I was playing around and found this
$$x\log a\le a-1$$
Solve for $x$ in the above equation, where $a>0$
My attempt
$$\log a\le \frac ax-\frac1x$$ $$a\le \frac{\exp(a/x)}{\exp(1/x)}$$
But I don't really see any way to proceed
I'm especially interested in knowing if some value of $x$ always solves the inequality.
On
we have to distinguish two cases if $0<a<1$ then we have $x\geq \frac{a-1}{\log(a)}$ in the case that $a>1$ we have $x\le \frac{a-1}{\log(a)}$ and for $a=1$ we have $0\le 0$
On
To follow up on Macavity's excellent answer, here's a proof that $x = 1$ is the only value of $x$ that satisfies $x \log a \leq a - 1$ for all positive real values of $a.$
Let $x \log a \leq a - 1.$ For $a > 1,$ we have $\log a > 0,$ and therefore $$x \leq \frac{a - 1}{\log a}.$$ Now consider what happens for values of $a$ greater than but very close to $1.$ We have $$\lim_{a\to 1^+} \frac{a - 1}{\log a} = \lim_{a\to 1^+} \frac{1}{1/a} = 1.$$ If we set $x$ to any value greater than $1,$ we will then have $x > \frac{a - 1}{\log a}$ and therefore $x \log a > a - 1$ for some values of $a.$
For $a < 1,$ we have $\log a < 0,$ and therefore $$x \geq \frac{a - 1}{\log a}.$$ We have $$\lim_{a\to 1^+} \frac{a - 1}{\log a} = \lim_{a\to 1^+} \frac{1}{1/a} = 1.$$ So if $x < 1$ we will then have $x < \frac{a - 1}{\log a}$ and therefore $x \log a > a - 1$ for some values of $a.$ The value $x = 1$ is the only remaining value that satisfies $x \log a \leq a - 1$ for all positive real values of $a.$
This is to show that $x=1$ always works.
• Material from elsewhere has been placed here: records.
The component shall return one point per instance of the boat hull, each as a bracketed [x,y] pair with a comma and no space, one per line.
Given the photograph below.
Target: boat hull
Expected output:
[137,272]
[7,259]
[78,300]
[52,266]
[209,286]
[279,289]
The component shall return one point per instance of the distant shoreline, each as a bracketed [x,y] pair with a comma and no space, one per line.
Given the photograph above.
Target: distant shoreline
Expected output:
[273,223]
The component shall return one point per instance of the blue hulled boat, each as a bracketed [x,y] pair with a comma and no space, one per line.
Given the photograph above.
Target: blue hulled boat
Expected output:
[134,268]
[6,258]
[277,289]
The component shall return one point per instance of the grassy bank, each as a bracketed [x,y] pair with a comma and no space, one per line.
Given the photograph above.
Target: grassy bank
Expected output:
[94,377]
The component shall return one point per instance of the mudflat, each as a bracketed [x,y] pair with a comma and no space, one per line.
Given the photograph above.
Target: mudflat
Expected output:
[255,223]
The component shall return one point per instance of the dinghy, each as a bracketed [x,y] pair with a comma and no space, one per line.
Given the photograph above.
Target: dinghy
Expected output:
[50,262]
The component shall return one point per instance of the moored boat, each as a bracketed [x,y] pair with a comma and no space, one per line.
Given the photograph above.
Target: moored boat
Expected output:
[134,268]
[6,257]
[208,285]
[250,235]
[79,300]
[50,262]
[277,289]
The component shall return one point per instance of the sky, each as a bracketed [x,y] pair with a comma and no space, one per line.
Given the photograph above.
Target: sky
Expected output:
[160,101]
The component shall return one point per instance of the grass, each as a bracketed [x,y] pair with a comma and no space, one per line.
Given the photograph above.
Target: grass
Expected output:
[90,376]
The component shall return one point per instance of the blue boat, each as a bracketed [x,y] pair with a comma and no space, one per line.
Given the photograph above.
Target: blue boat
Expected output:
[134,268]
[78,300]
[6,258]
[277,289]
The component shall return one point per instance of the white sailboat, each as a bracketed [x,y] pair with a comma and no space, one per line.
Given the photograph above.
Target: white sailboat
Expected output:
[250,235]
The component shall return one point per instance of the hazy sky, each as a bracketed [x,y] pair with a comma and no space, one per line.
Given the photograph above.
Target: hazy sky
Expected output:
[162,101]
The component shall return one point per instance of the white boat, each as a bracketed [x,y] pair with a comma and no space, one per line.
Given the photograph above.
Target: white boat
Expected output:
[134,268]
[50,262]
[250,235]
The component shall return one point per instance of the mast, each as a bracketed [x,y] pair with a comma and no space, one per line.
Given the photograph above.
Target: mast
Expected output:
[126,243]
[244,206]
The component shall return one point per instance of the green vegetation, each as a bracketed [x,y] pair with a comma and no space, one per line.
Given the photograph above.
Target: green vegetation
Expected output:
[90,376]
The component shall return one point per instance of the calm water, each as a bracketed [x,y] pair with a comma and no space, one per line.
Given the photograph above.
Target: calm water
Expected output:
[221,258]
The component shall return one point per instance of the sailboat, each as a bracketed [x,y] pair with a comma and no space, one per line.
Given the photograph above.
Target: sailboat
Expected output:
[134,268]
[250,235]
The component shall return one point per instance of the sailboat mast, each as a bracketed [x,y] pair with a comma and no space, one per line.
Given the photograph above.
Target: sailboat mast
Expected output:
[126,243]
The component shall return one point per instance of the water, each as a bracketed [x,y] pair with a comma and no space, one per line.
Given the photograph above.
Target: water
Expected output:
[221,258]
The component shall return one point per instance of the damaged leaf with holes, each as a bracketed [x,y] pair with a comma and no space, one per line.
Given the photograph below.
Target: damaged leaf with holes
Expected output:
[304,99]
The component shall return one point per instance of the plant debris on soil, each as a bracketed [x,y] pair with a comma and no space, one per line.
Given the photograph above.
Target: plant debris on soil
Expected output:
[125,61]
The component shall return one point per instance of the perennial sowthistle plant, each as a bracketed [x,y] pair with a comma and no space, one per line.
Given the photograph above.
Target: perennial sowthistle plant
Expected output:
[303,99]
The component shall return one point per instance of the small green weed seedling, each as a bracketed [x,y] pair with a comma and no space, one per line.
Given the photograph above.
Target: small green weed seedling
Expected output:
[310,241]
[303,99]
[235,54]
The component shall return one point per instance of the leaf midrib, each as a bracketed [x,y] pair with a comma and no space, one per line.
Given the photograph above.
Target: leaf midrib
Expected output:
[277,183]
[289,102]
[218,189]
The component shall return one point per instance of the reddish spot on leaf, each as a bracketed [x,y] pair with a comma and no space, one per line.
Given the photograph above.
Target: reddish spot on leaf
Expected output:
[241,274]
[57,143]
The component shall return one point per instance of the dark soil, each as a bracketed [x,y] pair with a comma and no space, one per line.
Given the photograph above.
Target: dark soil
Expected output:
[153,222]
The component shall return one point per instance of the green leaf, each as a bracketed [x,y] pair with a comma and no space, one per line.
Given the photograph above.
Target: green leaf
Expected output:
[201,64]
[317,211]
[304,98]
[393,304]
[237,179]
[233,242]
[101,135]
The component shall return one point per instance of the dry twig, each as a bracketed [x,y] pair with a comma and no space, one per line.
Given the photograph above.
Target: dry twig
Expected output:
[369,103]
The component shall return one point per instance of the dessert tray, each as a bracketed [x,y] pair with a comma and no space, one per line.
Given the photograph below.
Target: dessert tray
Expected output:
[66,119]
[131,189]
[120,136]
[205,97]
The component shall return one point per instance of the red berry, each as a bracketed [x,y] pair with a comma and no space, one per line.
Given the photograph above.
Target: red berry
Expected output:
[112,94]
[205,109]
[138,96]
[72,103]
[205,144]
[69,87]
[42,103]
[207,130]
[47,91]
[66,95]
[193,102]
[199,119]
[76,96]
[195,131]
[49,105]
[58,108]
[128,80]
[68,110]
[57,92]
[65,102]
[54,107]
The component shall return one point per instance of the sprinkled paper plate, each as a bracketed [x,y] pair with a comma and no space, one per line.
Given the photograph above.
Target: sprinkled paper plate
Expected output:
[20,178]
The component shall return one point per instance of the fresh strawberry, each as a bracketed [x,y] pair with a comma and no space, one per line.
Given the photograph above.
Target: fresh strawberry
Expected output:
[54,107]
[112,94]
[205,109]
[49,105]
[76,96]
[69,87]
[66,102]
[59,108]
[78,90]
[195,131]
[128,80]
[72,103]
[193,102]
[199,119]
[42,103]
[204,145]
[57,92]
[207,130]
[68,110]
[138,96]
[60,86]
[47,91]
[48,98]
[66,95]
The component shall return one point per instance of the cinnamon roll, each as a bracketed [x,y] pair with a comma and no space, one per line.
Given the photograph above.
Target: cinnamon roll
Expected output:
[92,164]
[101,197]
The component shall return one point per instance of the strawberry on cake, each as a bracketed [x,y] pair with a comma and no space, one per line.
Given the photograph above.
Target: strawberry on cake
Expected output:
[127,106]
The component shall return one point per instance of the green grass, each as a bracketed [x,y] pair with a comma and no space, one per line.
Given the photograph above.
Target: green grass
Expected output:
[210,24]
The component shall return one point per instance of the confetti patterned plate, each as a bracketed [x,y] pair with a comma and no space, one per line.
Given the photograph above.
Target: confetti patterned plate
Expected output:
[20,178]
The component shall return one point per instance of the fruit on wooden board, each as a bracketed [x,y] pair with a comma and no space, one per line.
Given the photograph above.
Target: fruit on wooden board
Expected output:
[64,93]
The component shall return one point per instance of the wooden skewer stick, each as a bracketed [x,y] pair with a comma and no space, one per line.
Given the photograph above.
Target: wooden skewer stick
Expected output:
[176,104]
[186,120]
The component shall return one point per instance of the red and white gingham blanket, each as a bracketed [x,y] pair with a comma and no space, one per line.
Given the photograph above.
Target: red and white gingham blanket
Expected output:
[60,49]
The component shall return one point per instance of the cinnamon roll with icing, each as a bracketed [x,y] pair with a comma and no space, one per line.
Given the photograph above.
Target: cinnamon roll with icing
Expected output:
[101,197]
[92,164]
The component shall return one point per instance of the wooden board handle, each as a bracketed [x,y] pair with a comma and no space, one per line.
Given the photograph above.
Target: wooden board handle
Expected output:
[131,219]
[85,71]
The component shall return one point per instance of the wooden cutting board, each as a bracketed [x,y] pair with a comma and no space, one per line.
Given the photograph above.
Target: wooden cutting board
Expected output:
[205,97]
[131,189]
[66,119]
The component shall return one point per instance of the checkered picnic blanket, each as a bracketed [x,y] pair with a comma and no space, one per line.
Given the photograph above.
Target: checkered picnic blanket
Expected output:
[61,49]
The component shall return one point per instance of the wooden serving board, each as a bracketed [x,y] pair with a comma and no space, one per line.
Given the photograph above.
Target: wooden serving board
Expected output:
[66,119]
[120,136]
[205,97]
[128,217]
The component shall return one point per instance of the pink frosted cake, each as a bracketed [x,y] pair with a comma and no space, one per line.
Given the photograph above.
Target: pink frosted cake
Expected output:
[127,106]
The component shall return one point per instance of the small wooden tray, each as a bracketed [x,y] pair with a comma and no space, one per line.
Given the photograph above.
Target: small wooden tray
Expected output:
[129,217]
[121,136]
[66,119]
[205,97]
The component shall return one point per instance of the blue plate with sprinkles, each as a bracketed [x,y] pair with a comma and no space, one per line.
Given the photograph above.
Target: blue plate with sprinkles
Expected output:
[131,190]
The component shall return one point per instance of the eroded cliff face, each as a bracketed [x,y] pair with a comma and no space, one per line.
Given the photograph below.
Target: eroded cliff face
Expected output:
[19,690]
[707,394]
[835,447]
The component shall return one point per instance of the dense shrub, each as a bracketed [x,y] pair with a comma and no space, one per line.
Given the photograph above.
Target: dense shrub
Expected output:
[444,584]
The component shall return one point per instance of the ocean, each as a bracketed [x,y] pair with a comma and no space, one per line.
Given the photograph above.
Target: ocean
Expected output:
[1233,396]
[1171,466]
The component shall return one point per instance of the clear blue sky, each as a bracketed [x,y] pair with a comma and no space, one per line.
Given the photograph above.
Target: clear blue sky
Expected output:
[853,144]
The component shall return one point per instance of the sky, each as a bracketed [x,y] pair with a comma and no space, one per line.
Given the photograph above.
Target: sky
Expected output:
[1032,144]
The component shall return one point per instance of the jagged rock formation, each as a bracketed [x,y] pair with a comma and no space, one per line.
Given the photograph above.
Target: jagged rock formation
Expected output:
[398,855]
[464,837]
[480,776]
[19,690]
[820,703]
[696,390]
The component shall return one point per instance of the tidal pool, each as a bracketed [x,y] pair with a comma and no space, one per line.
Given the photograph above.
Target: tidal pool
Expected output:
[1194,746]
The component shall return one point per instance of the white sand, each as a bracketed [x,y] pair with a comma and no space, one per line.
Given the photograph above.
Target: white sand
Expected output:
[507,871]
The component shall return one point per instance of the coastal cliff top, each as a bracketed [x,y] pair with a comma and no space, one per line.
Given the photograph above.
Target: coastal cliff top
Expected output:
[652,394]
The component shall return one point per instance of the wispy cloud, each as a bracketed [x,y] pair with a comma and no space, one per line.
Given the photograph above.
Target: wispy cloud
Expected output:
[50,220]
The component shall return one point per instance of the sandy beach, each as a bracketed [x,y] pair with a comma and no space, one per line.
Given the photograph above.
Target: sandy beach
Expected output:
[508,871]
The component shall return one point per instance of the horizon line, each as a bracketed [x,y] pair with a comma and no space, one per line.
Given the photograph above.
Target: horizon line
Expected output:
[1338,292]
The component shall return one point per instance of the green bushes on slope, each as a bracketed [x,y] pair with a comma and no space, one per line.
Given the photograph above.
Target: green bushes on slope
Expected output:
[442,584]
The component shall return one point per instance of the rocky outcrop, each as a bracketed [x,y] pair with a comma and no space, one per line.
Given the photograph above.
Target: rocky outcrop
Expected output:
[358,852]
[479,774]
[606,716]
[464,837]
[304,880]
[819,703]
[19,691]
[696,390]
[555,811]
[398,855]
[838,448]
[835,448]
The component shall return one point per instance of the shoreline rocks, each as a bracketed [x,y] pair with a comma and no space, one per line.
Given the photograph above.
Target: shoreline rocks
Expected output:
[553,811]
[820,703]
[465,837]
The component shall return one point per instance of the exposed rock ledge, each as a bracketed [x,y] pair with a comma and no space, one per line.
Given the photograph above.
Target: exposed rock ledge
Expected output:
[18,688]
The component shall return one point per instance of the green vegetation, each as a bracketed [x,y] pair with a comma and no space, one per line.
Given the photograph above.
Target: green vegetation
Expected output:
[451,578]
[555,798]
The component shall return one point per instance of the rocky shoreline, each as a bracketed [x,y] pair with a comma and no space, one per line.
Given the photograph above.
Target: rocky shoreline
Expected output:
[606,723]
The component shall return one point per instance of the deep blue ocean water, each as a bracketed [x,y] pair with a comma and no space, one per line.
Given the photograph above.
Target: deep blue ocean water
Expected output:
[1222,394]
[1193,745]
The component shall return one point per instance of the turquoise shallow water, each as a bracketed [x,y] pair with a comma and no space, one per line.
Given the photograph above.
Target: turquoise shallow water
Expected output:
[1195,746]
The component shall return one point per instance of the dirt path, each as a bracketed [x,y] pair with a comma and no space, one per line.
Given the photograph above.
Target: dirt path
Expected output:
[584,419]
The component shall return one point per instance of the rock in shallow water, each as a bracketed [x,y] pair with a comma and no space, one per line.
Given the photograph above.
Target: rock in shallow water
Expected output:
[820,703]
So we need to show that $$f(a)=(a-1)-\log a \ge 0, \quad \forall a> 0$$
$$f'(a) = 1-\frac1a = \begin{cases} < 0, && a < 1 \\ > 0, && a> 1 \end{cases}$$
So the function is decreasing for $a < 1$ and increasing for $a> 1$, hence it achieves its minimum when $a=1$, i.e. $f(1)=0$. Hence $f(a) \ge 0$, so $x=1$ is always a solution.